Dans les pays du Sud, le dromadaire demeure encore empreint d’une forte symbolique où prédomine l’identité culturelle du nomade. Bien des manifestations culturelles organisées ici ou là, s’attribuent le dromadaire comme point focal. Les festivals du désert, en Tunisie, en Algérie, au Mali ou ailleurs mettent tous en exergue le dromadaire comme animal emblématique. Dans le monde touareg, au Mali, au Niger, la Cure Salée, au-delà d’une transhumance nécessaire pour la santé des animaux est un moyen d’affirmer leur identité de nomade. Dans les pays d’Afrique sub-saharienne, on protège les animaux contre le mauvais œil. En Inde, à l’occasion de la foire de Pushkar, les chamelles sont maquillées, décorées, embijoutées jusqu’à l’excès.
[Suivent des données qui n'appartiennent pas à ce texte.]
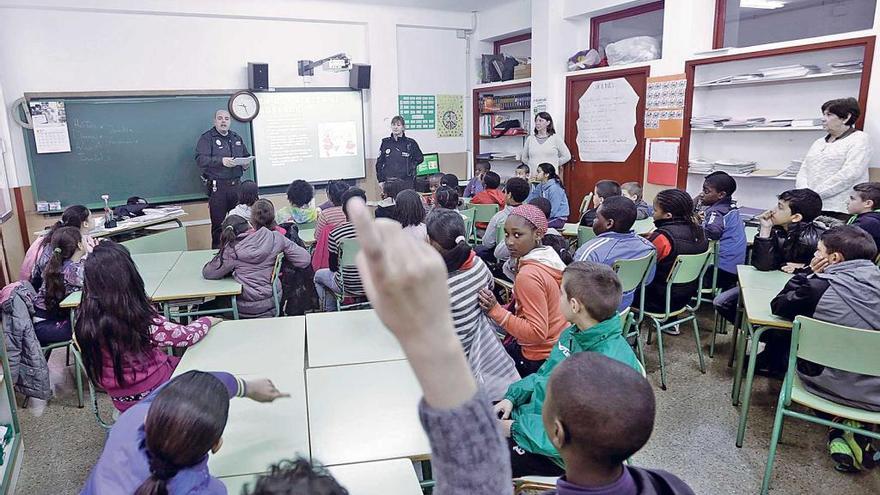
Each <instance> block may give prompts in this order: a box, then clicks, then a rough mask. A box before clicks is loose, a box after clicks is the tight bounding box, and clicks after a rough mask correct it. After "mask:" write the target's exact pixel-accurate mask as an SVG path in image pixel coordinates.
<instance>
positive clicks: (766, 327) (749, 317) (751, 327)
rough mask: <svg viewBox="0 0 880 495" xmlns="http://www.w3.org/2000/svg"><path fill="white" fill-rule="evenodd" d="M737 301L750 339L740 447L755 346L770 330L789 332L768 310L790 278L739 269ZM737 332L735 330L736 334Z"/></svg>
mask: <svg viewBox="0 0 880 495" xmlns="http://www.w3.org/2000/svg"><path fill="white" fill-rule="evenodd" d="M737 275H738V277H739V287H740V301H739V303H740V304H741V305H742V307H743V309H744V313H743V327H744V328H743V330H744V331H745V332H748V336H749V337H750V338H751V344H750V347H749V349H750V350H749V356H750V358H749V365H748V369H747V370H746V384H745V394H744V397H743V398H742V406H741V408H740V415H739V428H738V431H737V438H736V446H737V447H742V443H743V438H744V437H745V430H746V420H747V418H748V414H749V403H750V399H751V394H752V382H753V380H754V377H755V356H757V355H758V342H759V340H760V338H761V335H762V334H763V333H764V332H765V331H766V330H767V329H770V328H782V329H791V326H792V323H791V322H790V321H788V320H785V319H782V318H779V317H778V316H775V315H774V314H773V312H772V311H771V309H770V301H772V300H773V298H774V297H776V295H777V294H779V292H780V291H781V290H782V288H783V287H784V286H785V284H786V283H787V282H788V281H789V279H791V277H792V275H790V274H788V273H785V272H783V271H778V270H777V271H770V272H762V271H759V270H757V269H756V268H755V267H753V266H749V265H738V266H737ZM735 331H736V330H735ZM746 340H747V338H746V335H745V334H744V335H742V336H740V337H739V338H737V339H736V368H735V371H734V378H733V392H732V397H733V402H734V405H736V404H737V402H738V401H739V398H740V395H741V393H742V390H741V380H742V370H743V364H744V361H745V350H746Z"/></svg>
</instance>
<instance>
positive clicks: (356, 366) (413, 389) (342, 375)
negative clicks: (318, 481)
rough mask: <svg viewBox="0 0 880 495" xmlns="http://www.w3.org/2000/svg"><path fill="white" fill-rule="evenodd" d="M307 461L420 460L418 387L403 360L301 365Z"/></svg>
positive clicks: (420, 448) (421, 435)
La défense de l’identité culturelle s’affiche également au travers des produits comme le lait. Chez les populations pastorales sédentarisées et urbanisées, le lait de chamelle est la plupart du temps préféré au lait de vache parce qu’on lui prête des vertus multiples, médicinales ou tonifiantes (Yagil and Van Creveld, 2000). En Asie centrale, les produits laitiers traditionnels issus de la transformation de lait de chamelle sont identifiés à un terroir, à un pays et de véritables cures sont préconisées pour assurer une santé vigoureuse aux consommateurs (Konuspayeva et al., 2003). En Mauritanie, le lait de chamelle, associé aux dattes, est apporté en quantité à l’occasion de cure d’engraissement pour les épouses que les hommes aiment enveloppées.
Enfin, il est jusqu’aux scientifiques qui, prenant fait et causes pour le dromadaire, et en vertu de ses remarquables capacités d’adaptation aux conditions du désert, sont capables de tenir un discours emphatique sur cet animal. Certains n’hésitent pas à le considérer comme un élément central de la lutte contre la famine, le sauveur de la désertification, le champion de la préservation de l’environnement. On prête dès lors au dromadaire toutes les vertus d’un remède miracle aux maux des pays arides.